Les Jaguer viendront à Montréal à trois reprises. Ce sera pour Édouard Jaguer l’occasion de retrouver Roland Giguère, l’ami et le complice de la première heure. À Montréal, Édouard Jaguer retrouve en effet ce correspondant canadien de Phases qu’il affectionne tout particulièrement. Puis ce sera New York pour les retrouvailles avec Paul Jenkins dans le bel atelier qu’occupait autrefois Willem de Kooning. Avec leurs amis québécois, ils découvrent Québec, Ste-Agathe-des-Monts, Saratoga Springs et Philadelphie. Au cours des vingt ans que dure cette amitié avec Pierre Boulay et Gilles Petitclerc, Édouard et Simone Jaguer n’auront cesse de se montrer comme de véritables « révélateurs du quotidien ». 

Édouard Jaguer est l’auteur de nombreuses monographies (Joseph Cornell, Jules Perahim, Remedios Varo…), d’essais critiques (Les mystères de la Chambre noire, Cobra au cœur du XXe siècle…) et de recueils de poèmes (La poutre creuse, La nuit est faite pour ouvrir les portes…). 

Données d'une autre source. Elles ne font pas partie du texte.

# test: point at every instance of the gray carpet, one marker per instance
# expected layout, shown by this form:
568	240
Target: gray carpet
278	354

Édouard Jaguer dont la vie est inséparable de celle de sa femme, Anne Éthuin, repose à ses côtés au cimetière du Père-Lachaise. 

 Poésie 

 La Poutre creuse, 1950 
La Nuit est faite pour ouvrir les portes, 1955 
Le Mur derrière le mur, 1958 
Regards obliques sur une histoire parallèle, Anne Éthuin et Édouard Jaguer, Éditions Oasis Toronto, 1977, dessins et collages d’Anne Éthuin 
L’Excès dans la mesure, 1995 
L’envers de la panoplie, Paris, Syllepse, 2000 

Essais critiques 

Édouard Jaguer, Les mystères de la chambre noire : le surréalisme et la photographie, Paris, Flammarion, 1982 
Édouard Jaguer, Le surréalisme face à la littérature, Paris Cognac, Actual Le temps qu’il fait, 1989 
Das Surrealistiche gedichte, anthologie internationale du poème surréaliste, 1985 
CoBrA au cœur du XXe siècle, Galilée, Paris, 1997 
Libre Espace et autres poèmes, 1998 

 Monographies 

Pierre Alechinsky
Enrico Baj
Corneille
Joseph Cornell
Wilhelm Freddie
Giuseppe Gallizioli
Alberto Gironella
Asger Jorn
Jacques Lacomblez
Renzo Margonari
Jules Perahim
Richard Oelze
Concetto Pozzati
Remedios Varo
Carlos Revilla
Jean-Pierre Vielfaure

Illustration 

Les Escargots des grands boulevards descendent à l’hôtel, de Gilles Petitclerc, Paris, Syllepse, 2004.